こののんびりした口調の老人が、アル・シャルク北方方面軍最高司令官、イクラース将軍その人であることを、神ならぬ身であるファラシャトが知る由もなかった。

 総大将の存在を隠蔽し、なおかつ前線の実情を把握する。

 老獪な将軍らしい、高等な戦略である。


 ファラシャト達の行動を予測して、罠を張ったのも彼自身であった。こうすることによって、アル・シャルク軍の実像以上に虚像が膨らむ。緒戦での勝利で志気の高まったウルクル軍に、強烈な一撃を加えられるのだ。全てに無駄がない。

「さて、半分は殺しても、残り半分は生け捕りにして、ウルクル城内の内情を吐かすのが得策でしょうな、隊長」

 イクラース「将軍」の言葉に、仮初めの指揮官は鷹揚に頷いた。アル・シャルク軍の歩兵が砂を蹴散らして窪地を走り降りるのと、ファラシャトの剣が抜き放たれたのは、同時であった。

 

 戦闘が、始まった───



   三


 ……必死で逃げるファラシャトにさえ、自分がどこに向かって逃げているのか、目的地は明確ではなかった。

 耳の中に自分の吐く息が荒く響く。

 もう、この河の中でどれほどの時を過ごしたのだろうか。

 とてつもなく長い時間のような気もするし、まだ半刻も過ぎていないような気もする。

 逃げながらも、逃げ切れるという確信は少しもなかった。ただ、本能的な陵辱と死への恐怖が、彼女の身体を尽き動かしていただけであった。


 砂の丘を駆け登ると、眼下にユフラテ大河の支流のひとつが鈍く光り、葦の原が広がっていた。

 ファラシャトの胸に、一筋の希望が灯った。

 彼女の身の丈を大きく越えて群生する葦なら、追手の目をくらませてくれるはずである。

 少しだけ軽くなった脚に、最後の力を絞り出させて彼女は疾走した。

「ハア、ハア、ハア……フウ」

 半ば倒れ込むようにして葦原に飛び込んだファラシャトは、一転今度は慎重にゆっくりと、葦を踏み折ったりして自分の逃げた軌跡を追手に悟られぬように、一歩一歩と前へ進んだ。


 葦原の奥まで進んだファラシャトは息を殺して身を潜めた。

 顔をすっぽりと覆っていたベールは肩に落ち、黒い装束のあちこちに血が滲んでいる。

 両腕で自らを抱きしめるように座りながら、ファラシャトは逃げる途中ではぐれたヴィリヤー軍師の身を案じていた。

「半分は生け捕りにしてウルクルの内情を吐かす」アル・シャルクの老兵はそう言っていた。

 役目がら、ウルクルの戦力の総てを把握しているヴィリヤーこそが、敵がもっとも欲しがる人間であろう。


 中原の慣習で直接戦闘に加わらない軍師の常として、彼は護身用の短剣しか身につけていなかった。捕まれば、すぐにその身分が知れる。

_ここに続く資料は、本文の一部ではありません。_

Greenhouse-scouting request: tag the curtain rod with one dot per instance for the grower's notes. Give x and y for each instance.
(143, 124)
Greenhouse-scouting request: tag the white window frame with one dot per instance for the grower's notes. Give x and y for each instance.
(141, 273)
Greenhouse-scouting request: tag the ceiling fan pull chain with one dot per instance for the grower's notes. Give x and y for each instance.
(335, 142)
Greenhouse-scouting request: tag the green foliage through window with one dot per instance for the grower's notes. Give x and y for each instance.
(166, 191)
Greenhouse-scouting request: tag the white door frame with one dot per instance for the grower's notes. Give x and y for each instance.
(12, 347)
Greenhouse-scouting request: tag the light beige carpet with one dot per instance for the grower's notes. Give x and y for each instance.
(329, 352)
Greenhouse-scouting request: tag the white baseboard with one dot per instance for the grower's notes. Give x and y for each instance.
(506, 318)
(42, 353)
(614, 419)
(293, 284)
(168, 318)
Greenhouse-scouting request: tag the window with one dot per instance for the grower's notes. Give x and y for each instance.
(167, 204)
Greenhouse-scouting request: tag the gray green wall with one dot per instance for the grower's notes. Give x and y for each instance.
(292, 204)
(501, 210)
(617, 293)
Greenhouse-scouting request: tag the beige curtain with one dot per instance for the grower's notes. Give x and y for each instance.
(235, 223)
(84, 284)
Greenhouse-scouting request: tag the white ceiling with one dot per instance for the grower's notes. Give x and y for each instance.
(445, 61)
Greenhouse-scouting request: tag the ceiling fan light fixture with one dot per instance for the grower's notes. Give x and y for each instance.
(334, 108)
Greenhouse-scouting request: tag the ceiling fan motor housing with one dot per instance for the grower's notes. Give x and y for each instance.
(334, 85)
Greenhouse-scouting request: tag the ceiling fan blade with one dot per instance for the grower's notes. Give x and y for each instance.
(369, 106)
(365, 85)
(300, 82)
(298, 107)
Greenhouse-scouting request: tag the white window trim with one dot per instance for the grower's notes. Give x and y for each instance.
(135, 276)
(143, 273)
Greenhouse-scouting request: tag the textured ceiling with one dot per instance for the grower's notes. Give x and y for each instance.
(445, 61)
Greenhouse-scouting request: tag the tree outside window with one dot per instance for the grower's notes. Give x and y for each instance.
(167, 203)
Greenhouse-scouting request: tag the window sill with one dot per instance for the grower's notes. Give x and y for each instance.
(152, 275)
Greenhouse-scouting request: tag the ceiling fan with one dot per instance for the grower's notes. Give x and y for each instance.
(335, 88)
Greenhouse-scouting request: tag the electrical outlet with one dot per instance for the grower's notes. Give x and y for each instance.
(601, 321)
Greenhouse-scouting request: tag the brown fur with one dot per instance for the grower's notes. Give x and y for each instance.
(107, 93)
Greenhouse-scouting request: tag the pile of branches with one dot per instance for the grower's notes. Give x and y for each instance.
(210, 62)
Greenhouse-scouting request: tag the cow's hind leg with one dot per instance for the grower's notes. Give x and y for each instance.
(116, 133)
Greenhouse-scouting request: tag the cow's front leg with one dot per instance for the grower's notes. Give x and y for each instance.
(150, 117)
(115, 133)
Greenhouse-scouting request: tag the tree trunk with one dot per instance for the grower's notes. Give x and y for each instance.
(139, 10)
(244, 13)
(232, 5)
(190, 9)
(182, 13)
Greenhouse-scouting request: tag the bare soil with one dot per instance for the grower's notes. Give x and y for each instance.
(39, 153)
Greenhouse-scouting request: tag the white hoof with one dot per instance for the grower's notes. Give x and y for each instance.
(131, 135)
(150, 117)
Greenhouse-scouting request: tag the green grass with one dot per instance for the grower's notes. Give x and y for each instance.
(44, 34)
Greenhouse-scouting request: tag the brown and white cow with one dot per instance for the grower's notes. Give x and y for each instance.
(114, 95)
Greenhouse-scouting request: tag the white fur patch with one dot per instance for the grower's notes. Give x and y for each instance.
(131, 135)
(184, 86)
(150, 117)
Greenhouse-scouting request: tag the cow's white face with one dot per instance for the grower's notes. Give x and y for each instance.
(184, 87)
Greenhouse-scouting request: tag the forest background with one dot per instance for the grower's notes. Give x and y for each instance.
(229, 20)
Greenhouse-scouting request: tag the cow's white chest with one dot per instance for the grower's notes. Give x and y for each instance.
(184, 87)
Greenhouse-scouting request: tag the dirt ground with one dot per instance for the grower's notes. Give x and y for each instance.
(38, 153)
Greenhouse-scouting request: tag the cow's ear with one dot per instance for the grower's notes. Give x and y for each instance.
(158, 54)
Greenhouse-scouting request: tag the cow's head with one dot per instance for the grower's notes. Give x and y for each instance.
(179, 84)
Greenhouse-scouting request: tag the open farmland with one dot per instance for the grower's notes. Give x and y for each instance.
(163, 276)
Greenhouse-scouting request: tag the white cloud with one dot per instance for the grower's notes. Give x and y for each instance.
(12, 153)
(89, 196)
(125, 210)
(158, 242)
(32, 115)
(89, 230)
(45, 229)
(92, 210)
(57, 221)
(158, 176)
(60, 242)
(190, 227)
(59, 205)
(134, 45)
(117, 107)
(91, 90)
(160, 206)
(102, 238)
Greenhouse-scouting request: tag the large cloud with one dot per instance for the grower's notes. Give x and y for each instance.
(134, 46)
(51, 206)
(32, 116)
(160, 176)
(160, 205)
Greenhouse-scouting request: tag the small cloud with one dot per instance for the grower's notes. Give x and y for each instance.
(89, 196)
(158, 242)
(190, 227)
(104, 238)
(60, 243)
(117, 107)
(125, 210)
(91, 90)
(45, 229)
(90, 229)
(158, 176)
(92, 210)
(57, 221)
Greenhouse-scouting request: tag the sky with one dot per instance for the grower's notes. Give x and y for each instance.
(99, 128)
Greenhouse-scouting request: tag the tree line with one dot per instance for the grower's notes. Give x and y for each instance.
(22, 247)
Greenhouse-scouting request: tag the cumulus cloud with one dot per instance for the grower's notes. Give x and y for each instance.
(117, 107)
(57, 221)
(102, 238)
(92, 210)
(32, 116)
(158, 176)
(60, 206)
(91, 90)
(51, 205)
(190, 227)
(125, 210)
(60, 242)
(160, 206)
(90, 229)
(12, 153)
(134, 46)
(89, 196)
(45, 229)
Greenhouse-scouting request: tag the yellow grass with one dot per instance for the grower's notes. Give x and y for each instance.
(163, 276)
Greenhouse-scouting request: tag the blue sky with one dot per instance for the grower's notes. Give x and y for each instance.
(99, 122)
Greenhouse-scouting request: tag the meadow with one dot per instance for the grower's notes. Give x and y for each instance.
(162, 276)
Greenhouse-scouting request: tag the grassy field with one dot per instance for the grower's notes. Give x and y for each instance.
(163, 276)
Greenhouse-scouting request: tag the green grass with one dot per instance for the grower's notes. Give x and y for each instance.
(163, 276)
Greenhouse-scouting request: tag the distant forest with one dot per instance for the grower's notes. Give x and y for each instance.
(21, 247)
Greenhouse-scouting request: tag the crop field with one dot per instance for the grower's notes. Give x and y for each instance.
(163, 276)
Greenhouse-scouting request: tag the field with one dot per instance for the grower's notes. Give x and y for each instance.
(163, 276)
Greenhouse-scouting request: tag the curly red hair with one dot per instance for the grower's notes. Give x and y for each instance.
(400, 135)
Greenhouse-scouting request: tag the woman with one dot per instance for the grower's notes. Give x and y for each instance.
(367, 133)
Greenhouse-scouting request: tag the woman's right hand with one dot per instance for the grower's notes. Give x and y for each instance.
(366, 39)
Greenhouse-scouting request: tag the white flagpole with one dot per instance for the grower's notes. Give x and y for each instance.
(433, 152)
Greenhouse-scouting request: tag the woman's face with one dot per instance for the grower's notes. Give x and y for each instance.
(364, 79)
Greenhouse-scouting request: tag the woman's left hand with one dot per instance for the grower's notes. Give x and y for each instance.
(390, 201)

 ヴィリヤーが敵に捕らえられればその時点でこの戦いは終わってしまう…。

 ウルクルの完全な敗北によって。

 彼だけはなんとか逃げ帰って欲しい…そう願いながら、ファラシャトは自分自身が逃げ切れるかどうかも怪しいのに…と、わびしい笑みをもらした。



   四


 同じ頃ヴィリヤーもまた一人、葦原に身を潜めていた。

 軍師として常に後方で作戦を立ててきた彼にとって、直接血しぶきを浴びる戦闘のただ中に巻き込まれたのは、今夜が初めてであった。

 近衛隊長のファラシャトの配慮か、終始二人の隊士が彼を守って闘っていたが、乱戦の中でいつのまにかその二人ともはぐれた。


 もし捕らえられても、軍師である自分の安全は保障されることを、彼は充分承知していた。

 だがファラシャトは…。

 ヴィリヤーの脳裏にありありと彼女の姿が浮かぶ。

 しかしそれは五年前に、彼がウルクル太守の命で諸国見聞修行の旅に出る前に会った、十一才の少女の姿だった。

 ウルクルの太守一族に次ぐ、有力貴族の家の出である彼は、ファラシャトとは幼なじみであった。


 彼の知っているファラシャトは、いつも明るい華やかな衣装に身を包み、母親譲りの赤みがかった金髪に花や宝石の髪飾りを付けた、良く笑う快活な少女だった。

 彼の語る様々な事柄を、眼を輝かせて聞く彼女は、ほんの幼い頃から、将来の美しさを十二分に予感させる愛らしさを顕していた。

 大貴族の家の俊才と太守の一人娘…周囲は暗黙の内に二人の将来を結びつけて考えるようになり、太守自身もそれを望んでいるようであった。

 それは彼自身の密かな望みでもあり、その望みが叶えられることを彼はいつしか確信していたのだ…。


 だが、去年旅から戻った彼の前に現れたファラシャトは、別人となっていた。

 ウルクルの若者が皆等しくあこがれた、あの明るい髪は重く艶のない黒に変わり、彼女が身につけていたのは、華やかな絹の衣装の替わりに地味な実戦用の男の服であった。

 なにより、彼女の顔から、周りの者総てを魅了する、あの笑顔が消えていた。

 以前の快活なファラシャトを知っているヴィリヤーの目に、その姿はひどく痛々しいものに映った。彼は手を尽くしてその原因を探ろうとしたが、ついに何も知り得なかった……。